Affinché un MitM abbia successo, entrambe le parti comunicanti, cioè il tuo PC e il sito web bancario, devono essere soddisfatte riguardo all’autenticità reciproca. Questo avviene attraverso certificati che la tua macchina e i server bancari comunicano e verificano. Un’approvazione di certificazione falsa da parte del sito web può aprire la porta a attacchi MitM.
Il segnalatore anonimo
Un ricercatore di sicurezza che desidera rimanere anonimo e lavora per un fornitore di smartphone di alto livello ha informato l’ufficio australiano di The Register, noto anche come Vulture South, riguardo a questa vulnerabilità zero day.
Ha dichiarato che la vulnerabilità deriva dal fatto che gli sviluppatori di Cyanogenmod avevano preso il codice campione di Oracle per Java 1.5 per l’analisi dei certificati per ottenere nomi host e lo avevano implementato in tutte le versioni successive delle ROM CyanogenMod e Nightlys. Il problema era che questi certificati erano vulnerabili a un bug più vecchio e sono stati successivamente corretti da Oracle. Tuttavia, il team degli sviluppatori di CyanogenMod ha continuato a utilizzare i vecchi certificati non corretti.
“Stavo esaminando il codice del componente HTTP e pensavo di aver già visto questo codice,” ha detto il ricercatore, aggiungendo “Hanno semplicemente copiato e incollato il codice campione ed è quello che era vulnerabile.”
Il ricercatore ha quindi controllato il repository Git online, Github, solo per scoprire che molti altri utilizzavano gli stessi certificati non corretti.
Il difetto
Il difetto scoperto nel 2012 riguarda le vulnerabilità SSL nelle librerie e ha creato molto clamore tra gli utenti Java in quel momento. È stato ulteriormente studiato a febbraio di quest’anno. Il difetto consentiva agli attaccanti di utilizzare qualsiasi nome host desiderassero sui certificati SSL e di farlo accettare dai grandi enti certificatori, aprendo la strada a attacchi MitM su larga scala agli utenti di certificati.

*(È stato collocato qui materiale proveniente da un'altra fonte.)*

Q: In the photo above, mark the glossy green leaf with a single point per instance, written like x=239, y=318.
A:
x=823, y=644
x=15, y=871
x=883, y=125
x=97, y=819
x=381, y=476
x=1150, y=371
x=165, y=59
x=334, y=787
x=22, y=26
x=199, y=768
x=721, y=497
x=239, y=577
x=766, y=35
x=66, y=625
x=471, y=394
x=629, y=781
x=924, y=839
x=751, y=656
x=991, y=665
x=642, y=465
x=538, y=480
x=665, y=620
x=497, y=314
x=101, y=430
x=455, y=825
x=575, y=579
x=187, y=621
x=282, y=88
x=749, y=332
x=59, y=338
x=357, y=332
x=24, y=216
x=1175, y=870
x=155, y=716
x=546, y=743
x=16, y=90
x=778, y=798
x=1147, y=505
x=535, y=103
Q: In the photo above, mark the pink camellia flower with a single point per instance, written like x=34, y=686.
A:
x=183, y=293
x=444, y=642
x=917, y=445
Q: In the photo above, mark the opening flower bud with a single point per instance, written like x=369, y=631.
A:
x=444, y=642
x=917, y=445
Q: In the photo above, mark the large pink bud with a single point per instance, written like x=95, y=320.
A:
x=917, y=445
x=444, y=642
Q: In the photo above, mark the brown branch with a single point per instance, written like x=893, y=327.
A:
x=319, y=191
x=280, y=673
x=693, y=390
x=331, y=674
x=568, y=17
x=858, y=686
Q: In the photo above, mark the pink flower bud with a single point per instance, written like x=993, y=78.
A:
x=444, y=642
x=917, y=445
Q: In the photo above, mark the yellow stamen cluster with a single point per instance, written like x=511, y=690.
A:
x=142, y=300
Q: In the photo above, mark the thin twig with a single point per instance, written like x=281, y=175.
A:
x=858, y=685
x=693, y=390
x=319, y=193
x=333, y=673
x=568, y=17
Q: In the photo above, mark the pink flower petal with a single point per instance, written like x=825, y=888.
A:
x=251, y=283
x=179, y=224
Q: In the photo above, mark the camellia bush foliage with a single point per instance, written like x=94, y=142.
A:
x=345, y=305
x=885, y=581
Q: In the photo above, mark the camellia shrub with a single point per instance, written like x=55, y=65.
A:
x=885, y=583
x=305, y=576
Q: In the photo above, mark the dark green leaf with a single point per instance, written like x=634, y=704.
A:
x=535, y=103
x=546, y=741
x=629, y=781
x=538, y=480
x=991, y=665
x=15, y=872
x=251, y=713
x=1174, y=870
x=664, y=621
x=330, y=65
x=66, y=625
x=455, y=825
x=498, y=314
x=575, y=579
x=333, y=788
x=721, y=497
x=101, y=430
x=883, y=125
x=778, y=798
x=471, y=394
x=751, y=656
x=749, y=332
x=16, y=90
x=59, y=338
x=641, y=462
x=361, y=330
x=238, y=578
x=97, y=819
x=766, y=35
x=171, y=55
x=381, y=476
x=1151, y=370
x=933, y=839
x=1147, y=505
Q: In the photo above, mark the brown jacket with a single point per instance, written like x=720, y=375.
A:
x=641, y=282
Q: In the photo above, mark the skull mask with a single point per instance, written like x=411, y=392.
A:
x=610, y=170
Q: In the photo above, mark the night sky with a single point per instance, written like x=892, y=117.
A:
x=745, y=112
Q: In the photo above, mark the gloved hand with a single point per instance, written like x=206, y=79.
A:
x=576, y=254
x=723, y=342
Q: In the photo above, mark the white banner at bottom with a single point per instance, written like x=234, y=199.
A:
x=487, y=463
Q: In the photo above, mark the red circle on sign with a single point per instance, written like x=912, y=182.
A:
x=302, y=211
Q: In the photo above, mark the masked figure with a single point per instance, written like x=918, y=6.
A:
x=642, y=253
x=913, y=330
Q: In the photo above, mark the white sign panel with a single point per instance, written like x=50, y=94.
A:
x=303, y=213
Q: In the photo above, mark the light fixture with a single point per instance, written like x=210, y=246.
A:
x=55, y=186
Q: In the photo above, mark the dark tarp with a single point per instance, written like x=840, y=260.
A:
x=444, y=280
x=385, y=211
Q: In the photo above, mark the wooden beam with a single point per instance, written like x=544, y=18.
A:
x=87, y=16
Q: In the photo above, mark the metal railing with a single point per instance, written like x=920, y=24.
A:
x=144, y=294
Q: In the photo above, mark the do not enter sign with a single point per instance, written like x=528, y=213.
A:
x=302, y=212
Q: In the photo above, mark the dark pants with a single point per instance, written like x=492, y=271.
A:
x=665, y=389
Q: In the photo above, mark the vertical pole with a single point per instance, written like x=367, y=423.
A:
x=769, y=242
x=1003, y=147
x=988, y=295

“Se vai a creare un certificato SSL per un dominio che possiedi, diciamo evil.com e in un elemento della richiesta di firma del certificato come il campo ‘nome dell’organizzazione’ metti il ‘valore,cn=nome dominio, verrà accettato come nome di dominio valido per il certificato”
Così il difetto è stato trasferito a ogni build di CyanogenMod rilasciata dagli sviluppatori senza alcuna attenzione alle librerie non corrette.
Conclusione
Il ricercatore è stato apparentemente respinto dal team di CyanogenMod quando si è avvicinato a loro con il PoC per questa vulnerabilità e dopo essere stato respinto, ne ha parlato al zero-day all’evento di sicurezza Ruxcon a Melbourne.